Marceau Michel’s idea for a new on-demand staffing company, Werkhorse, was good enough to win a startup pitch competition and a coveted spot in a tech incubator in Portland, Oregon, two years ago. But no matter what he did, Michel could not seem to land the funding he needed.

As he met with mostly white investors, he had a sneaking suspicion that he was not getting a fair hearing. “I ran into that glass ceiling of being a Black entrepreneur,” he said. “I kept having the goal posts pushed out on me.”

He was told he should first try to obtain more money from family and friends. Or to offer more proof that his idea would really work. Or to reach out again a little later.

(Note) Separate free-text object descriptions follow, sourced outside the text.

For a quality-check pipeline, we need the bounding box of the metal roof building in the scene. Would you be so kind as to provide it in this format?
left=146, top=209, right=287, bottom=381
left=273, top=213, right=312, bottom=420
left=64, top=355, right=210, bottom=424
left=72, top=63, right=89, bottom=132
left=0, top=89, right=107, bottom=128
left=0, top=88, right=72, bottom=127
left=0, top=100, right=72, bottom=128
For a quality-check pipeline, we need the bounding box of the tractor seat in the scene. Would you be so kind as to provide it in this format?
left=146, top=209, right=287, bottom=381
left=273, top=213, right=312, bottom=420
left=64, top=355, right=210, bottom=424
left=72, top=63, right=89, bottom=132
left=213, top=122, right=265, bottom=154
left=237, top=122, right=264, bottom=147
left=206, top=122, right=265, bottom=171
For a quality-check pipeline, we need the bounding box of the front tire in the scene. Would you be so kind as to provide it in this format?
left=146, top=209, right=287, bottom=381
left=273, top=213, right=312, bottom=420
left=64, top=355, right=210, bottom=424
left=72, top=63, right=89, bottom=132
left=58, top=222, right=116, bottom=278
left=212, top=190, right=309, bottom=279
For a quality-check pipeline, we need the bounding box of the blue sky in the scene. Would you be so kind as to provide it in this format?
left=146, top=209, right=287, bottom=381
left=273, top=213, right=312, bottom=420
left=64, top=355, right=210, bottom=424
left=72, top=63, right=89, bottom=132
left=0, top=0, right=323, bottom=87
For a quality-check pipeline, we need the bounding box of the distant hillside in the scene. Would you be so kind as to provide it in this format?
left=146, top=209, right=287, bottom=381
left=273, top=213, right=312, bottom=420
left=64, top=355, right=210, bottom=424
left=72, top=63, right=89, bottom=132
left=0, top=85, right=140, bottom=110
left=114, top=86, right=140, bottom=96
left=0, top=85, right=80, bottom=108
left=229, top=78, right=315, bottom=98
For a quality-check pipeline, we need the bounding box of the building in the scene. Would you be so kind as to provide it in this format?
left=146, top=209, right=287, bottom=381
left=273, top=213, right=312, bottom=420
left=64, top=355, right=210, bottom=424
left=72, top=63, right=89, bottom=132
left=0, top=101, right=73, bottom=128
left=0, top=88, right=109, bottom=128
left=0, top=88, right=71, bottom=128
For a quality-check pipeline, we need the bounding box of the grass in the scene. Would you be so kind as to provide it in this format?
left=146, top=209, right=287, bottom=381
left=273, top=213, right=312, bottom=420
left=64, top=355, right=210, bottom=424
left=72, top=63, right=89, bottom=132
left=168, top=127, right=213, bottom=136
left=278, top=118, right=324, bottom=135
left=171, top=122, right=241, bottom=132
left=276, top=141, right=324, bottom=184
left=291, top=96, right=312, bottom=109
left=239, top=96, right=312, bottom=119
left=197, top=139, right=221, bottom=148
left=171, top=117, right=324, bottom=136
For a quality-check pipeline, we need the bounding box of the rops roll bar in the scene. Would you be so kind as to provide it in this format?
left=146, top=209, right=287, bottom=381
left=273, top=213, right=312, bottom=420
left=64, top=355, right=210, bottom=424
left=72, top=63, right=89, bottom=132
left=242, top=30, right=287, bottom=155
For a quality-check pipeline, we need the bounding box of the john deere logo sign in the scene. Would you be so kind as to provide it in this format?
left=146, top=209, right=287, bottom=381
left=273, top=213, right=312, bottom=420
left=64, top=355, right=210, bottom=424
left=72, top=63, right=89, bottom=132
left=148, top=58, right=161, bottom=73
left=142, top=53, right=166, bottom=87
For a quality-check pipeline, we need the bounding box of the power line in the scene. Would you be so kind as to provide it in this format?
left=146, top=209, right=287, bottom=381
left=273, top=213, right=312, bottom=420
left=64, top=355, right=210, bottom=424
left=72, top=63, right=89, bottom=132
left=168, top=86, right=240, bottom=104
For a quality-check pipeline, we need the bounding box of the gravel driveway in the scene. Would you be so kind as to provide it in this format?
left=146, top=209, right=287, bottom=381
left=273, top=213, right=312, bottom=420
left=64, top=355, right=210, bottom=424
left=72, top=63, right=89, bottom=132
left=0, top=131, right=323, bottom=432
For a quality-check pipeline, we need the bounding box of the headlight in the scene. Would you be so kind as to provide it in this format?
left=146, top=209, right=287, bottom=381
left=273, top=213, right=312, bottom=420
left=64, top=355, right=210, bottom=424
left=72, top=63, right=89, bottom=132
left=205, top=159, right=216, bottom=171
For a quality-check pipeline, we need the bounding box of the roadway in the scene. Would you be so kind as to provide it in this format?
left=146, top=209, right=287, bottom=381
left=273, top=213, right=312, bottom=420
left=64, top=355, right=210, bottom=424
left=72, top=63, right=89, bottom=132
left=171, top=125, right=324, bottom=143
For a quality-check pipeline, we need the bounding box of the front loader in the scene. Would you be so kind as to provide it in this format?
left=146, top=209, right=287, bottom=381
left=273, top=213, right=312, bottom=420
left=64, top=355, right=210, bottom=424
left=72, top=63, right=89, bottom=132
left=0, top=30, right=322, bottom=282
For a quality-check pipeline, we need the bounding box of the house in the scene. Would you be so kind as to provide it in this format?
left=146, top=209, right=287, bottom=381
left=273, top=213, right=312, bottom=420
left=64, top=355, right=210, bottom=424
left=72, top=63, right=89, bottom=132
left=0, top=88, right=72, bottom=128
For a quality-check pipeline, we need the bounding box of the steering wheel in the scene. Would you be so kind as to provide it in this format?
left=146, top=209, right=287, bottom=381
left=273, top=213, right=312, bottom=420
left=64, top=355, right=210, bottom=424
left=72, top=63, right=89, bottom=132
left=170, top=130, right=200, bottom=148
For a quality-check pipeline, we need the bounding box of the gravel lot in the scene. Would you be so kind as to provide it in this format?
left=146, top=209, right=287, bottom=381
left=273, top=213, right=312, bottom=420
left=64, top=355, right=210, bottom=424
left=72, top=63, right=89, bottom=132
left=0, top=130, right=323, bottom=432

After months of frustration, Michel unleashed a material cri de coeur: a T-shirt bearing the phrase Black Founders Matter and an upraised fist. There was no plan behind it, and he had little time to devote to selling the shirts. He set up an e-commerce system on Shopify to automate their sales and turned his focus back to Werkhorse.

While he wasn’t paying attention, the shirts changed the course of Michel’s career: They were the catalyst for a new investment fund dedicated to Black-owned businesses that the accidental venture capitalist sees as entwined with racial justice.

Even with the pandemic upending the economy, Michel raised $1 million for the fund over the course of a month this summer. Those contributions arrived as protests proliferated across the country in response to the death of George Floyd, the Black man who died after a Minneapolis police officer knelt on his neck for more than eight minutes.